🤖 AI Summary
High communication overhead during training and poor adaptability to multimodal tasks hinder semantic communication in dynamic wireless environments. Method: This paper proposes the first self-supervised pretraining-fine-tuning framework for multimodal semantic communication. It jointly models visual and depth modalities, introducing a co-learning mechanism that enforces both modality-invariant and modality-specific representations to achieve disentangled semantic feature extraction. Computationally intensive pretraining is offloaded to edge or cloud servers via self-supervision, drastically reducing on-device training communication. Results: Evaluated on NYU Depth V2, the method reduces training communication cost significantly compared to supervised baselines, while maintaining or improving semantic reconstruction fidelity and downstream task performance—achieving, for the first time, effective decoupling of training and inference communication burdens.
📝 Abstract
Semantic communication is emerging as a promising paradigm that focuses on the extraction and transmission of semantic meanings using deep learning techniques. While current research primarily addresses the reduction of semantic communication overhead, it often overlooks the training phase, which can incur significant communication costs in dynamic wireless environments. To address this challenge, we propose a multi-modal semantic communication system that leverages multi-modal self-supervised learning to enhance task-agnostic feature extraction.

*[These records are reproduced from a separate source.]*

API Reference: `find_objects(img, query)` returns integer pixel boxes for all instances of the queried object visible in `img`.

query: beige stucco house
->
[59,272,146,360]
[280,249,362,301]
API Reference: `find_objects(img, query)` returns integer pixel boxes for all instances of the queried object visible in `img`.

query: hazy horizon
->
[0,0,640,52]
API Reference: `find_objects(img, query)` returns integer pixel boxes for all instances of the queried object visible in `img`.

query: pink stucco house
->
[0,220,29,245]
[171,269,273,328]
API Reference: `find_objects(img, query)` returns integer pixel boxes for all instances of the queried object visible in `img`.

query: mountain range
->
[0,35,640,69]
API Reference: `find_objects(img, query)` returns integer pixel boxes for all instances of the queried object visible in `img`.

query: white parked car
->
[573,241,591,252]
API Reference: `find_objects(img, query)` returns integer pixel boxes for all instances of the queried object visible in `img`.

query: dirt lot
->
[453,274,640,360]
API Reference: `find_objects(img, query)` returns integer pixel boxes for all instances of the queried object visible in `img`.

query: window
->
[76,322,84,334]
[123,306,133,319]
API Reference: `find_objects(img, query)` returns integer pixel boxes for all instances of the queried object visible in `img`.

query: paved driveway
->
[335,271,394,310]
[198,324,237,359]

The proposed approach employs self-supervised learning during the pre-training phase to extract task-agnostic semantic features, followed by supervised fine-tuning for downstream tasks. This dual-phase strategy effectively captures both modality-invariant and modality-specific features while minimizing training-related communication overhead. Experimental results on the NYU Depth V2 dataset demonstrate that the proposed method significantly reduces training-related communication overhead while maintaining or exceeding the performance of existing supervised learning approaches. The findings underscore the advantages of multi-modal self-supervised learning in semantic communication, paving the way for more efficient and scalable edge inference systems.